Terkait dengan rencana-rencana paska studi doktoralnya, Arifin mengatakan baru punya wacana mendirikan NGO yang konsen pada isu-isu pangan lokal. Wilayah Indonesia Timur pada umumnya kaya akan potensi pangan lokal. NTT punya sorgum, sedangkan keladi dan sagu ada di Maluku dan Papua.

“Tapi generasi muda ini seakan minder kalau mengkonsumsi pangan lokal.
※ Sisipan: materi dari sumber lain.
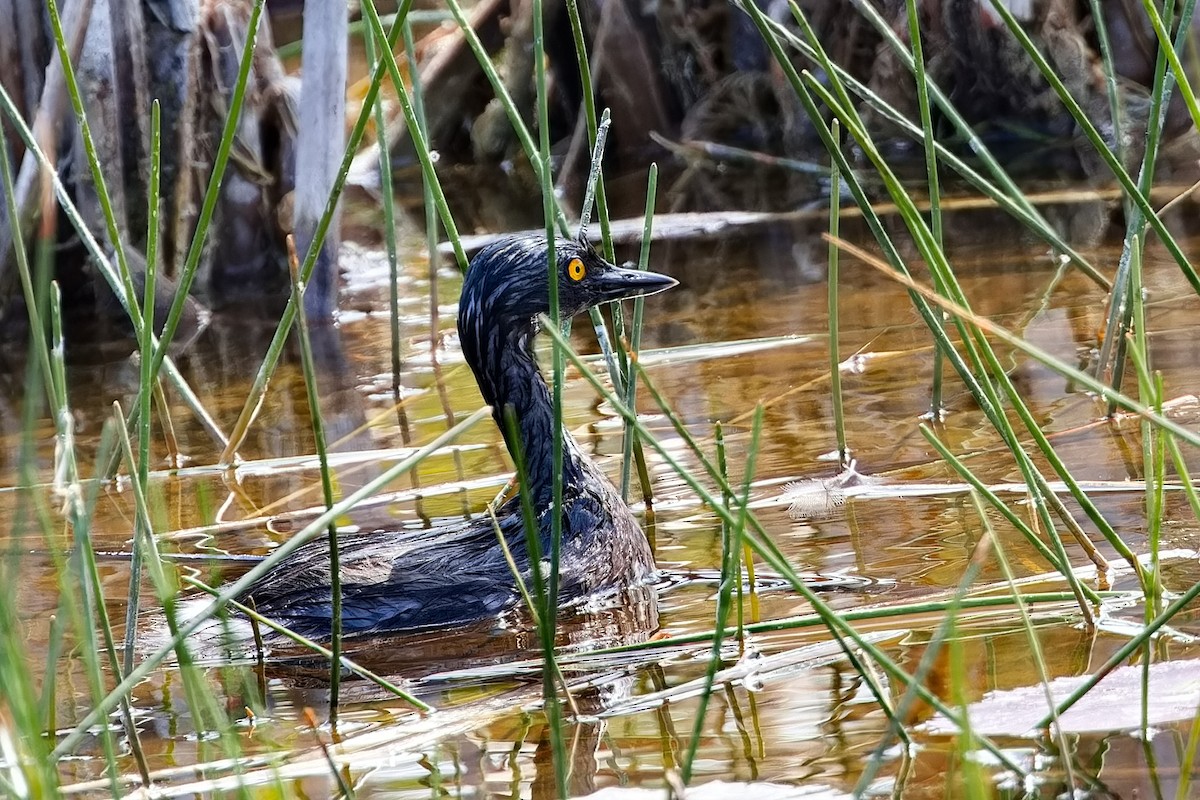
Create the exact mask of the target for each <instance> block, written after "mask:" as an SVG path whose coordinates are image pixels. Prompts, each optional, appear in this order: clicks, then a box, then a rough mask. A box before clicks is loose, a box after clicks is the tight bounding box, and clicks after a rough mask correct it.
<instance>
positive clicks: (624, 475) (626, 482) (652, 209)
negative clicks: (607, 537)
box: [620, 163, 659, 510]
mask: <svg viewBox="0 0 1200 800" xmlns="http://www.w3.org/2000/svg"><path fill="white" fill-rule="evenodd" d="M658 188H659V166H658V164H656V163H650V169H649V173H648V175H647V180H646V216H644V219H643V222H642V248H641V251H640V252H638V254H637V269H640V270H644V269H646V267H647V266H648V265H649V263H650V243H652V242H653V241H654V233H653V231H654V205H655V197H656V196H658ZM644 309H646V297H634V321H632V326H631V329H630V335H629V349H628V351H626V353H625V404H626V405H628V407H629V408H637V407H636V403H635V398H636V396H637V374H636V373H635V372H634V369H632V367H631V362H632V361H636V360H637V355H638V353H641V350H642V324H643V314H644ZM634 457H636V458H637V470H638V473H640V475H641V479H642V500H643V501H644V504H646V507H647V510H649V507H650V504H652V503H653V497H654V495H653V493H652V489H650V481H649V471H648V470H647V468H646V456H644V453H643V452H642V449H641V446H640V445H638V441H637V432H636V431H635V429H634V428H631V427H630V426H629V425H628V423H626V425H625V435H624V438H623V440H622V462H620V497H622V499H624V500H625V501H629V483H630V477H631V474H630V462H631V459H632V458H634Z"/></svg>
Mereka lebih bangga mengkonsumsi makanan-makanan cepat saji seperti pizza, KFC, dan burger,” ungkapnya.

Harapan terhadap Biodiversity Warrior ke depannya, Arifin mengatakan, adalah terus melanjutkan, bahkan meningkatkan, kegiatan-kegiatan penting dalam merespon isu-isu lingkungan hidup. Selain itu merekrut anggota-anggota baru yang lebih muda juga diperlukan.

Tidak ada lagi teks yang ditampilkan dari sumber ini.